In a letter to Health and Human Services Secretary Kathleen Sebelius, Governor Bob McDonnell clarified language contained in the state's recently-passed budget. The provisions outline “a series of reforms that must be completed to the satisfaction of a new legislative commission prior to consideration of Medicaid expansion,” the letter said. The governor wrote that some in the media and the state capitol had interpreted this as an approval of Medicaid expansion, a characterization McDonnell called “absolutely incorrect.”
“Medicaid access is a vital health resource to many low-income, disabled, and senior Virginians,” said elder law attorney Andrew Hook. “Our state legislators and governor need to decide this issue based on what's best for Virginians and not for political reasons.”
McDonnell signed a written pledge in February, 2013, outlining an agreement to expand Medicaid under certain conditions. Some Democrats in the State Assembly had threatened to delay a vote on transportation funding – an issue important to McDonnell – until the groundwork for expansion had been laid. The agreement garnered criticism for the outgoing governor among conservatives, who accused him of ceding the Medicaid debate for the sake of the transportation bill and its impact on his legacy.

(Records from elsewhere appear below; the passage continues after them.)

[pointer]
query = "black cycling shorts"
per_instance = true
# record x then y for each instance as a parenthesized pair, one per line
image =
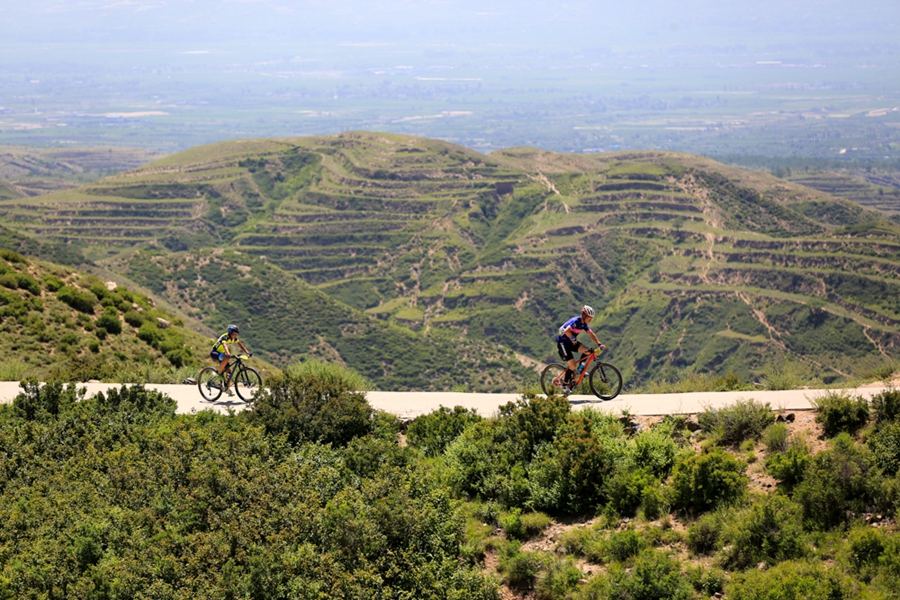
(567, 348)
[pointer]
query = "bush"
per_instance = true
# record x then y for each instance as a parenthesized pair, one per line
(731, 425)
(654, 576)
(568, 475)
(109, 321)
(789, 467)
(775, 438)
(703, 482)
(866, 547)
(38, 402)
(523, 527)
(886, 406)
(625, 489)
(80, 301)
(349, 379)
(885, 447)
(13, 257)
(51, 283)
(791, 580)
(769, 532)
(840, 412)
(703, 536)
(838, 482)
(432, 433)
(29, 283)
(558, 580)
(623, 545)
(519, 569)
(9, 280)
(656, 450)
(134, 318)
(314, 408)
(707, 582)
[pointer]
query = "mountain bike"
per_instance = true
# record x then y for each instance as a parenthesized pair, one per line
(605, 379)
(247, 380)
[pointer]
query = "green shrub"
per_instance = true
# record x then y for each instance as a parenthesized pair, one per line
(769, 532)
(840, 412)
(523, 526)
(731, 425)
(886, 406)
(656, 450)
(885, 447)
(569, 474)
(775, 438)
(12, 257)
(520, 569)
(558, 580)
(29, 283)
(703, 482)
(653, 502)
(866, 547)
(109, 321)
(149, 332)
(9, 280)
(51, 283)
(704, 535)
(790, 580)
(80, 301)
(350, 379)
(654, 576)
(134, 318)
(625, 489)
(623, 545)
(432, 433)
(14, 370)
(319, 409)
(789, 467)
(838, 481)
(786, 377)
(707, 582)
(38, 402)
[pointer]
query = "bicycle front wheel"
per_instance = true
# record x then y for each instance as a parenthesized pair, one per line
(552, 379)
(210, 384)
(248, 384)
(606, 381)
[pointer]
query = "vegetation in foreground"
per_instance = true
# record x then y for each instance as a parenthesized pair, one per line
(312, 495)
(459, 266)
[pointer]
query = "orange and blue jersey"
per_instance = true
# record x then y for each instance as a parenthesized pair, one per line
(576, 324)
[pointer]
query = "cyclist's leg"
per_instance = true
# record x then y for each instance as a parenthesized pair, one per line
(565, 353)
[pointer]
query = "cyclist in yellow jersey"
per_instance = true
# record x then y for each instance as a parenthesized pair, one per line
(220, 351)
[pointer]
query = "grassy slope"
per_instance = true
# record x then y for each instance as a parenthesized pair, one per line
(694, 265)
(46, 337)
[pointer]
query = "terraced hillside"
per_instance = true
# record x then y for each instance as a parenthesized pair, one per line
(59, 323)
(694, 265)
(876, 191)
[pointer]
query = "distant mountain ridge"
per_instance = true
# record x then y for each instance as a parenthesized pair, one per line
(692, 265)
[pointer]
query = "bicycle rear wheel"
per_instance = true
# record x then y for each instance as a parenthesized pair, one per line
(248, 383)
(552, 379)
(210, 384)
(606, 381)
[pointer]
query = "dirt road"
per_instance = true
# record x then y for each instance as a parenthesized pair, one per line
(412, 404)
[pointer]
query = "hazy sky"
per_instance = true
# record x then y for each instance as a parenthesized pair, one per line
(617, 25)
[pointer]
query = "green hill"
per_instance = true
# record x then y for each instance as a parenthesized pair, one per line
(61, 324)
(362, 246)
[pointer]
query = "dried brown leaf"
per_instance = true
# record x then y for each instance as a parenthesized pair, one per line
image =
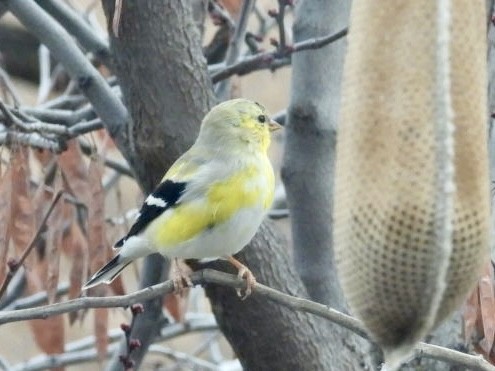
(49, 335)
(101, 332)
(22, 225)
(75, 170)
(43, 156)
(5, 216)
(79, 268)
(233, 7)
(55, 226)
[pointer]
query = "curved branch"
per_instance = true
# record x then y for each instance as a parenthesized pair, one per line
(275, 59)
(81, 30)
(208, 276)
(106, 104)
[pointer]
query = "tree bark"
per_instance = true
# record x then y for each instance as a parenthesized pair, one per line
(165, 84)
(308, 164)
(163, 77)
(164, 81)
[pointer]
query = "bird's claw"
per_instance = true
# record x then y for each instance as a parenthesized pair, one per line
(181, 280)
(244, 272)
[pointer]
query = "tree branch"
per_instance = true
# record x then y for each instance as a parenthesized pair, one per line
(208, 276)
(80, 29)
(275, 59)
(222, 90)
(55, 37)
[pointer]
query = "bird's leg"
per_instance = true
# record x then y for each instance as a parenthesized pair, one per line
(243, 272)
(179, 277)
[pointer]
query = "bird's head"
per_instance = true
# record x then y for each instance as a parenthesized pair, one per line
(239, 123)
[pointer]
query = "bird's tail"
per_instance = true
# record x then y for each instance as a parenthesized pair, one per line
(108, 273)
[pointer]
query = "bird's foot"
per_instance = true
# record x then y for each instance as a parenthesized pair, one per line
(180, 278)
(243, 272)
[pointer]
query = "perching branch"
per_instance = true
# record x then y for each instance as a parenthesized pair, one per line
(208, 276)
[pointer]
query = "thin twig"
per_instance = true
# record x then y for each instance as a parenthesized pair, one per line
(36, 299)
(105, 102)
(272, 60)
(9, 87)
(13, 267)
(32, 140)
(209, 276)
(81, 30)
(280, 18)
(222, 90)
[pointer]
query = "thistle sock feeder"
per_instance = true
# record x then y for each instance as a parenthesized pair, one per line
(412, 215)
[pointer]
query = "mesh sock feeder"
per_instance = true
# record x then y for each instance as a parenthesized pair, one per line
(412, 208)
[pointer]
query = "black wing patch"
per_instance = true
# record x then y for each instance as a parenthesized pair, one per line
(163, 198)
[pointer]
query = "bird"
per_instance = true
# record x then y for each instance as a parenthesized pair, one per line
(211, 201)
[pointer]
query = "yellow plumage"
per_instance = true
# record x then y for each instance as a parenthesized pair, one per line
(212, 200)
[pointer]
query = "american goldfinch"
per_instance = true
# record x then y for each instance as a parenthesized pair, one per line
(212, 200)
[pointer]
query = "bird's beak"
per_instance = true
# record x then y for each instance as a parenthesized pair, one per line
(274, 125)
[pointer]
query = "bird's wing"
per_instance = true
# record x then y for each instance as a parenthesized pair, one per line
(164, 197)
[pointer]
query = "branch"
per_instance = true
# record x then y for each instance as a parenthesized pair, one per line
(208, 276)
(222, 90)
(81, 30)
(275, 59)
(30, 139)
(55, 37)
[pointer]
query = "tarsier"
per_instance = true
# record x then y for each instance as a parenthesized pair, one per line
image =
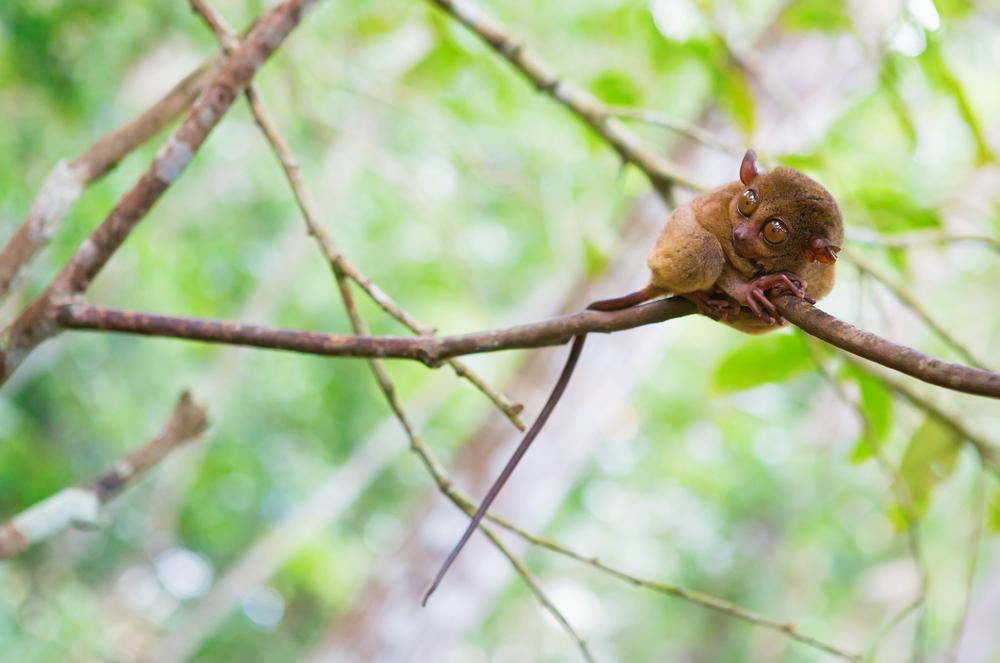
(729, 251)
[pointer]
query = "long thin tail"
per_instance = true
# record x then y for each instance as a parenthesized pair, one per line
(574, 354)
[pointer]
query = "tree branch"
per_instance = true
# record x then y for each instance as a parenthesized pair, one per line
(342, 269)
(430, 350)
(68, 178)
(36, 323)
(82, 504)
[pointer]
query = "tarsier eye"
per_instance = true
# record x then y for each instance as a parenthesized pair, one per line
(775, 231)
(747, 202)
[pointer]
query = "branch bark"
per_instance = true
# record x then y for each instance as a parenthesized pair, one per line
(36, 323)
(891, 355)
(68, 178)
(82, 504)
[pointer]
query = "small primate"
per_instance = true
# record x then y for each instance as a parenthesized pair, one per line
(729, 251)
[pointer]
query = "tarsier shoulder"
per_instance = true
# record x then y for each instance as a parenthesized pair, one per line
(731, 249)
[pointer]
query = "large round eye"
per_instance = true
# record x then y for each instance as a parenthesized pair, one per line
(775, 231)
(747, 202)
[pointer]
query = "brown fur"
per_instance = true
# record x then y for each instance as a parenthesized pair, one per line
(698, 251)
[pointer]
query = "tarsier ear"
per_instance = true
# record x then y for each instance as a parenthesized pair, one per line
(748, 169)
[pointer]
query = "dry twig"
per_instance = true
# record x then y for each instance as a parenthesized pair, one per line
(81, 505)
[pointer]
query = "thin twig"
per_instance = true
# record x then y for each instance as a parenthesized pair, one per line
(336, 260)
(661, 171)
(989, 454)
(536, 589)
(68, 178)
(907, 300)
(692, 131)
(888, 628)
(881, 351)
(36, 323)
(310, 213)
(81, 505)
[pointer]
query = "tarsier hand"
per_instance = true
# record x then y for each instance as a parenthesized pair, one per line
(754, 294)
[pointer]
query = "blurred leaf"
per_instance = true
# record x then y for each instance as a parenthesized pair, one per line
(773, 358)
(929, 459)
(953, 8)
(941, 76)
(735, 96)
(993, 513)
(876, 404)
(888, 78)
(803, 162)
(597, 259)
(892, 212)
(616, 88)
(825, 15)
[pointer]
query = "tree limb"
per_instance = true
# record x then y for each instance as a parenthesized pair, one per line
(82, 504)
(36, 323)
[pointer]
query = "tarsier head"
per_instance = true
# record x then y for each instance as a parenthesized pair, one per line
(783, 218)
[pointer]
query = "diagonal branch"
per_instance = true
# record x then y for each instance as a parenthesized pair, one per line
(82, 504)
(660, 170)
(341, 267)
(914, 306)
(36, 323)
(68, 178)
(891, 355)
(433, 350)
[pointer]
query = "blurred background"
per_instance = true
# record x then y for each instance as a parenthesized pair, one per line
(302, 528)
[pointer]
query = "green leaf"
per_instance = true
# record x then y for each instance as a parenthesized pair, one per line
(889, 77)
(993, 513)
(774, 358)
(825, 15)
(953, 8)
(929, 459)
(734, 94)
(616, 88)
(876, 405)
(941, 76)
(892, 212)
(596, 258)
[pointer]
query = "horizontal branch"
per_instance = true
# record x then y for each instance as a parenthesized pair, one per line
(68, 178)
(660, 170)
(81, 505)
(891, 355)
(35, 324)
(430, 350)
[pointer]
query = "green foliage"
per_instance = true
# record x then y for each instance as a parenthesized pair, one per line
(616, 88)
(893, 211)
(876, 407)
(928, 461)
(825, 15)
(940, 75)
(772, 358)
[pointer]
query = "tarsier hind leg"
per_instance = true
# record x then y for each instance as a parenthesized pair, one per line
(638, 297)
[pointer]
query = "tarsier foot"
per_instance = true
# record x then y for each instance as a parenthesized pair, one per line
(717, 309)
(756, 294)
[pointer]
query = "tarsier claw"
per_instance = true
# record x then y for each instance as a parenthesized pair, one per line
(757, 297)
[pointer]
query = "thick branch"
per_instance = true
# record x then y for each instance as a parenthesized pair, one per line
(82, 504)
(35, 323)
(430, 350)
(67, 180)
(583, 104)
(877, 349)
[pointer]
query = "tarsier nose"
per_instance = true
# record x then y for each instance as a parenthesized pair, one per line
(824, 250)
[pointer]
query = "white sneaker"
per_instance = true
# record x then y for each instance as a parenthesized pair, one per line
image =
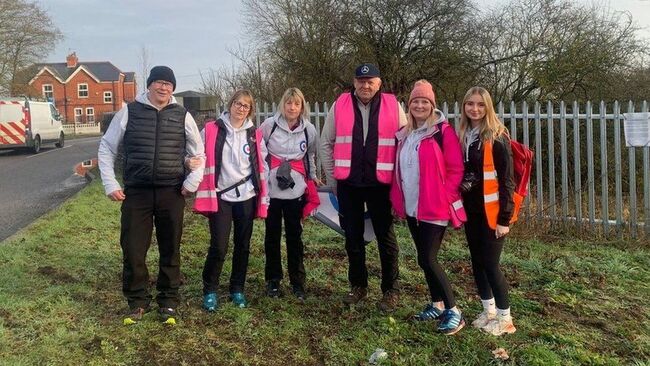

The budget agreement does not directly expand Medicaid. Instead, it authorizes a commission to expand it if federal officials allow Virginia to implement certain reforms. The language was a compromise between a House bill that would have required a full vote of the General Assembly to expand the program and a Senate version that would have authorized state health officials to do so.
Some Republicans claimed victory in the compromise, which does not authorize expansion based on a simple majority vote of the panel comprised of five Senators and five House members. Instead, at least three members from each chamber must agree that reform conditions have been met. The panel members from the House of Delegates are more strongly opposed to Medicaid expansion than their Senate counterparts and may prove difficult to convince.
The political wrangling may, in the end, prove moot. The expansion language contained in the budget expires July 1, 2014, when the next budget will take effect. Many lawmakers agree that a decision on Medicaid expansion will fall to the next governor. Democratic nominee Terry McAuliffe supports expansion, while Republican nominee Ken Cuccinelli opposes it.